A few minutes later they were making their way, at Alex’s brisk pace, through the heart of the city’s downtown. Adam tried to fish for information as they walked.
“What is this monster, anyway?”
“You know, Father,” Alex replied impatiently.
“How did you hear about it?”
“Everyone knows, Father. Everyone knows you have a monster,” this said in the way most people would observe that it was cold out in January, or that the traffic would be bad in rush hour. Adam tried to make sense of it. Had Alex been talking to some of the other young people from his old parish? He couldn’t imagine anything that they might have said that would have created this idea of a monster in Alex’s mind. It might perhaps be some spiteful bit of rumour spawned by Matilda Damory, or another member of the Sunrise Foundation whose ire Adam had earned, but it seemed a singularly useless thing to have done.
“I’m afraid I still don’t understand,” Adam said finally.
“You’ll see,” Alex predicted. He was, Adam considered, unusually reserved. Usually Alex bubbled over with frothy torrents of words, and the challenge was drawing some shape out of the great mass of expression. Today his attention seemed to be mostly elsewhere, and conversation with Adam seemed a distraction that he was trying to avoid.
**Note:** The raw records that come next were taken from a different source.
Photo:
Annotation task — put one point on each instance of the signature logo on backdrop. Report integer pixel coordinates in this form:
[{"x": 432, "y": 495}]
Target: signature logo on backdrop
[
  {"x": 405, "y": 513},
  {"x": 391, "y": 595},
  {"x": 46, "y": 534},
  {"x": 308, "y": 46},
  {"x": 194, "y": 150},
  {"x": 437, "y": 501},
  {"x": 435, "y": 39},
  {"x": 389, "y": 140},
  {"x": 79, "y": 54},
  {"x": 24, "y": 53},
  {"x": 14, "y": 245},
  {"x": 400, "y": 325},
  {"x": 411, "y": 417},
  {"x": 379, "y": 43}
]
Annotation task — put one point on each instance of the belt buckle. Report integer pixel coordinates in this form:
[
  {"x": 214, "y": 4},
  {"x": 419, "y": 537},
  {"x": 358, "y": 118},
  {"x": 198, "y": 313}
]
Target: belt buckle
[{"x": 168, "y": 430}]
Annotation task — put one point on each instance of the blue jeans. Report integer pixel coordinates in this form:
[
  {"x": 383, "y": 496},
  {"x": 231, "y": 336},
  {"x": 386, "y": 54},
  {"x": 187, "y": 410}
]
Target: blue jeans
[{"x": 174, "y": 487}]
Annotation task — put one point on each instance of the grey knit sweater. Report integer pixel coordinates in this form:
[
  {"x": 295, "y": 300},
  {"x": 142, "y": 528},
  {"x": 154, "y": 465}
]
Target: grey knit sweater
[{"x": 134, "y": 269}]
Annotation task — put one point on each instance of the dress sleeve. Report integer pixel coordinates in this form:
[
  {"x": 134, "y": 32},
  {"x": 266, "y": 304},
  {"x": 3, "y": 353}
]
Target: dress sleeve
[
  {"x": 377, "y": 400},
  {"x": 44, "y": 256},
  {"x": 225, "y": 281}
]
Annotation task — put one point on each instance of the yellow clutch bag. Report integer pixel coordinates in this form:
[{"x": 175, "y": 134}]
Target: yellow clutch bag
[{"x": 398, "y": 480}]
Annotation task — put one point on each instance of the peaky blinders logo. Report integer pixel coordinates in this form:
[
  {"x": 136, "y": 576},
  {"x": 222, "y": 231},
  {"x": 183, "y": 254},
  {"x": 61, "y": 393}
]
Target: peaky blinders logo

They had made their way down the path by the Rideau Canal locks and the Bytown Museum, and along the gentle curves of the pathway by the river, behind Parliament Hill. It had formerly been one of Adam’s favourite walks in the city; since the events of a few years ago he had far more mixed feelings about the place and went there only seldom.
“Where are we going, Alex?”, he asked. “I would have come for a walk by the river, if you had asked.
“No, Father,” Alex insisted. “Your monster is here.”
Finally they reached a little tributary of path that curled out and around the gold sun and stone slab of the Royal Canadian Navy Monument, and then under the Portage Bridge. And it was there, from a patch of dark and gloomy concrete, that Adam heard a soft skittering sound that he had trusted and believed he would never encounter again.
It sounded like the rustle of leaves over hard ground, or perhaps fingernails trailed playfully over a table top. But there was neither wind nor leaves, only stillness, and shadow, and although Adam tried very hard to insist that it was not happening, he could see now that the shadow moved, or that something black as the worst part of the night moved within it.
“The Piece of Shadows,” he said. “But it can’t be.”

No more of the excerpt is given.